- Bien : Interdit aux chiens et aux italiens (Alain Ughetto), Nos soleils (Carla Simon), Retour à Séoul (Davy Chou), Venez voir (Jonas Trueba), Pour la France (Rachid Hami), Nostalgia (Mario Martone), Ashkal, l'enquête de Tunis (Youssef Chebbi), La Famille Asada (Ryôta Nakano)
- Pas mal : Un petit frère (Léonor Serraille), Tar (Todd Field), Tirailleurs (Mathieu Vadepied), Aftersun (Charlotte Wells)
INTERDIT AUX CHIENS ET AUX ITALIENS (Alain Ughetto, 25 jan) LLL
Dans ce nouveau film d'animation, Alain Ughetto raconte l'histoire de ses ancêtres, venus d'Italie en France pour fuir la pauvreté. Mais derrière les péripéties familiales, c'est aussi une histoire du XXè siècle qui se dessine... Le film est réalisé pour l'essentiel en stop motion, mais la main du cinéaste s'invite parfois dans le plan pour tendre un objet à la figurine représentant un de ses aïeuls, ou pour le questionner. La narration est portée par la voix d'Alain Ughetto lui-même, mais aussi par celle d'Ariane Ascaride, qui interprète sa grand-mère. On notera également la simplicité inventive des décors (brocolis devenant une végétation, morceaux de sucre devenant briques). A l'opposé de certains devoirs de mémoire récents aussi ostensibles que formellement discutables, la reconstitution proposée par Alain Ughetto est à la fois d'une grande force et d'une grande sobriété.

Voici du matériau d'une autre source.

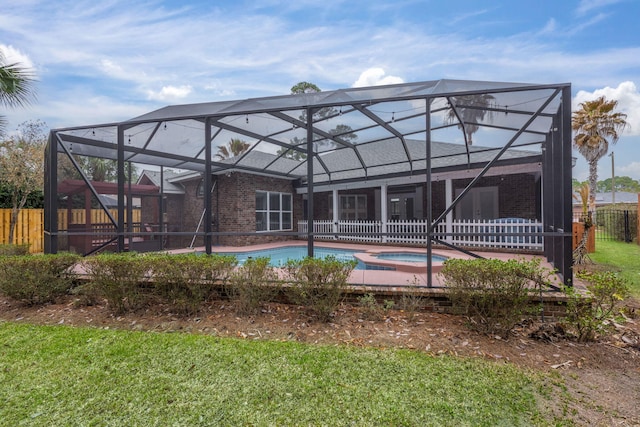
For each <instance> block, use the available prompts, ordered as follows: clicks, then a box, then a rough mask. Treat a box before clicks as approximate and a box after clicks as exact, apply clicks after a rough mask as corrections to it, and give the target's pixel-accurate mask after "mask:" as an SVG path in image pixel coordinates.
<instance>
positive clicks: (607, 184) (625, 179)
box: [598, 176, 640, 193]
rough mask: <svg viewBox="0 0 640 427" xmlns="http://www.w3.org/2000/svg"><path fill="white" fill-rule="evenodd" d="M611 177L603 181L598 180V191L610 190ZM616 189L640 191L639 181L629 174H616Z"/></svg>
mask: <svg viewBox="0 0 640 427" xmlns="http://www.w3.org/2000/svg"><path fill="white" fill-rule="evenodd" d="M612 181H613V180H612V179H611V178H607V179H605V180H604V181H598V191H599V192H605V191H612V189H611V183H612ZM615 185H616V188H615V190H616V191H628V192H630V193H640V182H638V181H636V180H635V179H633V178H631V177H629V176H616V177H615Z"/></svg>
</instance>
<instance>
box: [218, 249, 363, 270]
mask: <svg viewBox="0 0 640 427" xmlns="http://www.w3.org/2000/svg"><path fill="white" fill-rule="evenodd" d="M356 252H360V251H352V250H346V249H331V248H320V247H317V246H316V247H314V249H313V254H314V256H315V257H316V258H326V257H328V256H333V257H335V258H336V259H337V260H339V261H354V260H355V261H357V260H356V259H355V258H354V257H353V254H354V253H356ZM220 254H221V255H234V256H235V257H236V258H237V259H238V263H240V264H243V263H244V262H245V261H246V260H247V259H248V258H267V257H268V258H271V259H270V261H269V265H271V266H272V267H282V266H283V265H285V264H286V263H287V261H288V260H290V259H296V260H298V259H303V258H305V257H306V256H307V247H306V246H283V247H280V248H274V249H263V250H259V251H250V252H220Z"/></svg>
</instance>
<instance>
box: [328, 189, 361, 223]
mask: <svg viewBox="0 0 640 427" xmlns="http://www.w3.org/2000/svg"><path fill="white" fill-rule="evenodd" d="M338 203H339V206H340V209H339V210H338V213H339V219H340V220H341V221H345V220H356V219H358V220H361V219H367V196H366V195H365V194H341V195H340V196H339V198H338ZM329 215H333V197H332V196H331V195H330V196H329Z"/></svg>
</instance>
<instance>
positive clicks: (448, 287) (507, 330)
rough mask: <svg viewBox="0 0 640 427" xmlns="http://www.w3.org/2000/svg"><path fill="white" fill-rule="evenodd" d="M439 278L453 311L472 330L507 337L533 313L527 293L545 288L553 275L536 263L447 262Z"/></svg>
mask: <svg viewBox="0 0 640 427" xmlns="http://www.w3.org/2000/svg"><path fill="white" fill-rule="evenodd" d="M440 274H441V275H442V277H443V278H444V283H445V286H446V287H447V294H448V296H449V298H450V299H451V303H452V305H453V308H454V310H457V311H458V312H460V313H461V314H464V315H466V316H467V317H468V319H469V325H470V327H471V328H472V329H473V330H476V331H477V332H480V333H484V334H488V335H501V336H507V335H508V333H509V332H510V331H511V330H512V329H513V328H514V327H515V325H516V324H518V323H519V322H520V321H522V320H523V318H525V317H528V316H531V315H532V314H533V313H534V310H535V307H534V306H532V305H531V302H530V293H531V292H533V291H535V290H536V289H540V287H543V288H547V287H548V285H549V284H550V282H549V279H550V277H551V275H552V272H551V271H550V270H548V269H545V268H543V267H541V266H540V262H539V261H535V260H532V261H524V260H515V259H512V260H508V261H501V260H497V259H473V260H462V259H449V260H447V261H445V262H444V265H443V268H442V270H441V273H440Z"/></svg>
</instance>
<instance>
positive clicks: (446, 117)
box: [446, 93, 495, 145]
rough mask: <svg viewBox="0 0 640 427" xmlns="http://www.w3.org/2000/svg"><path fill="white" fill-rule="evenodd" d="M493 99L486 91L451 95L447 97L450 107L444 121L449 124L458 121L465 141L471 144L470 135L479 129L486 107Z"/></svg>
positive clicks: (485, 113) (447, 112)
mask: <svg viewBox="0 0 640 427" xmlns="http://www.w3.org/2000/svg"><path fill="white" fill-rule="evenodd" d="M494 99H495V98H494V97H493V95H489V94H488V93H483V94H478V95H463V96H453V97H451V98H450V99H449V104H450V105H451V107H450V108H449V111H447V117H446V121H447V123H449V124H453V123H458V128H459V129H463V130H464V132H465V135H466V137H467V143H468V144H469V145H472V144H473V139H472V136H473V134H474V133H476V132H477V131H478V129H480V125H479V123H480V122H481V121H482V120H484V118H485V116H486V115H487V112H488V110H487V107H489V106H491V104H492V102H493V100H494ZM489 114H490V115H491V113H490V112H489Z"/></svg>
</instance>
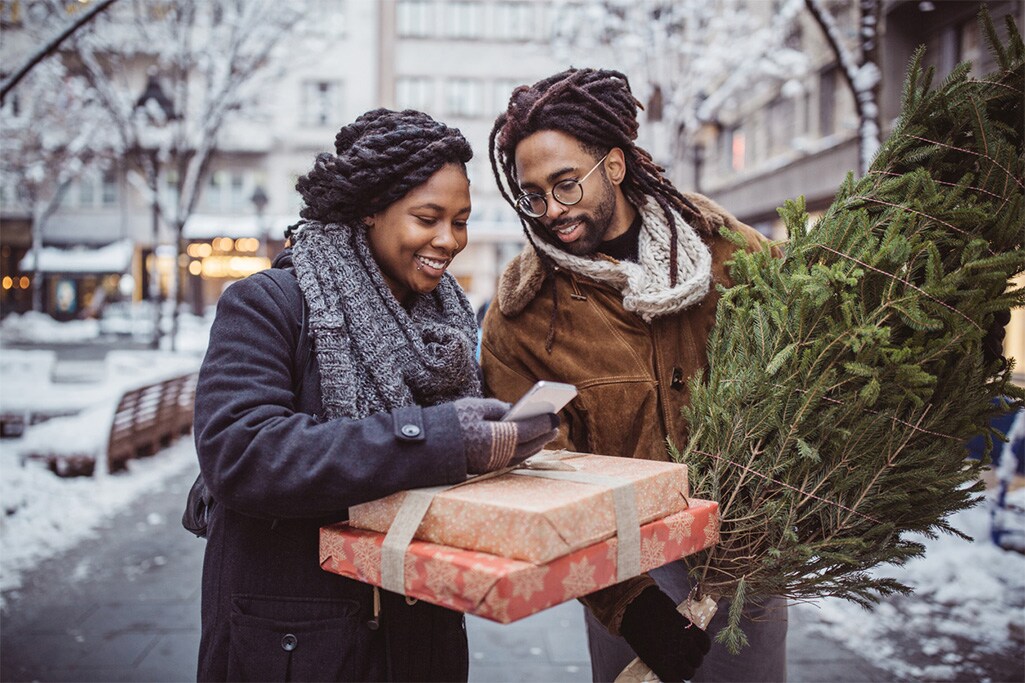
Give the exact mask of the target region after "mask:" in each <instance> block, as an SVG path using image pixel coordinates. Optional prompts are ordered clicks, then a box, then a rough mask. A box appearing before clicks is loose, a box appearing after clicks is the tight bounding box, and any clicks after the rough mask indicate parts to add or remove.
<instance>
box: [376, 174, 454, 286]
mask: <svg viewBox="0 0 1025 683" xmlns="http://www.w3.org/2000/svg"><path fill="white" fill-rule="evenodd" d="M468 219H469V180H467V179H466V173H465V171H463V169H462V167H461V166H459V165H456V164H446V165H445V166H442V167H441V168H440V169H438V171H436V172H435V174H434V175H432V176H430V177H429V178H427V182H426V183H424V184H423V185H421V186H419V187H417V188H414V189H413V190H411V191H410V192H409V194H407V195H406V196H405V197H403V198H402V199H400V200H399V201H397V202H395V203H394V204H392V205H391V206H388V207H387V208H385V209H384V210H382V211H379V212H378V213H374V214H373V215H371V216H369V218H368V226H369V227H368V229H367V237H368V241H369V244H370V251H371V253H372V254H373V256H374V260H376V262H377V265H378V266H379V267H380V269H381V274H382V275H383V276H384V282H386V283H387V286H388V288H389V289H391V290H392V293H393V294H395V297H396V298H398V299H399V300H400V302H403V303H406V302H408V300H409V299H410V298H411V297H412V296H413V295H414V294H417V293H426V292H429V291H433V290H434V288H435V287H437V286H438V283H439V282H441V279H442V275H444V274H445V271H446V269H448V267H449V264H451V263H452V259H453V258H454V257H455V255H456V254H457V253H459V252H460V251H462V249H463V247H465V246H466V222H467V220H468Z"/></svg>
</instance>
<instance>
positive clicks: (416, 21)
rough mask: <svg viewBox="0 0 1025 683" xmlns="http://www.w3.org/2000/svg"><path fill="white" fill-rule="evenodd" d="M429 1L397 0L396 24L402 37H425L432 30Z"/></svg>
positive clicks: (418, 37)
mask: <svg viewBox="0 0 1025 683" xmlns="http://www.w3.org/2000/svg"><path fill="white" fill-rule="evenodd" d="M432 18H433V15H432V12H430V3H428V2H427V0H399V4H398V6H397V7H396V25H397V29H398V31H399V35H400V36H402V37H404V38H426V37H428V36H432V35H433V34H434V31H432V27H430V24H432V21H430V19H432Z"/></svg>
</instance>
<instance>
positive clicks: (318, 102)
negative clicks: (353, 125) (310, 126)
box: [302, 81, 341, 126]
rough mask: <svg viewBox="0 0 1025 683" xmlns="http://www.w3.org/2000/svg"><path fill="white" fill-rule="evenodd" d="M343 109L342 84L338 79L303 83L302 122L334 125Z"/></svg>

NOS SOLEILS (Carla Simon, 18 jan) LLL
Une famille d'agriculteurs récolte leurs pêches peut-être pour la dernière fois, le véritable propriétaire des terres voulant raser les pêchers pour y installer des panneaux solaires. Après l'excellent Eté 93, Carla Simon confirme son talent. Chaque membre de la famille réagit à sa façon propre. La réalisatrice s'attarde plus particulièrement sur ce qu'en perçoivent les enfants (qui saisissent, et nous avec, des conversations en vol par exemple). Résultat : l'immersion dans la vie paysanne est particulièrement réussie. Sur le fond, c'est le deuxième film en un an, avec As bestas, qui montre un conflit d'usage entre utilisation agricole et développement des énergies renouvelables. Et ce qui se passe quand on laisse libre cours à la loi du marché ou la loi du plus fort. D'où l'importance de politiser l'écologie (par une planification démocratique au plus près des territoires, dans une perspective sociale ou "écosocialiste").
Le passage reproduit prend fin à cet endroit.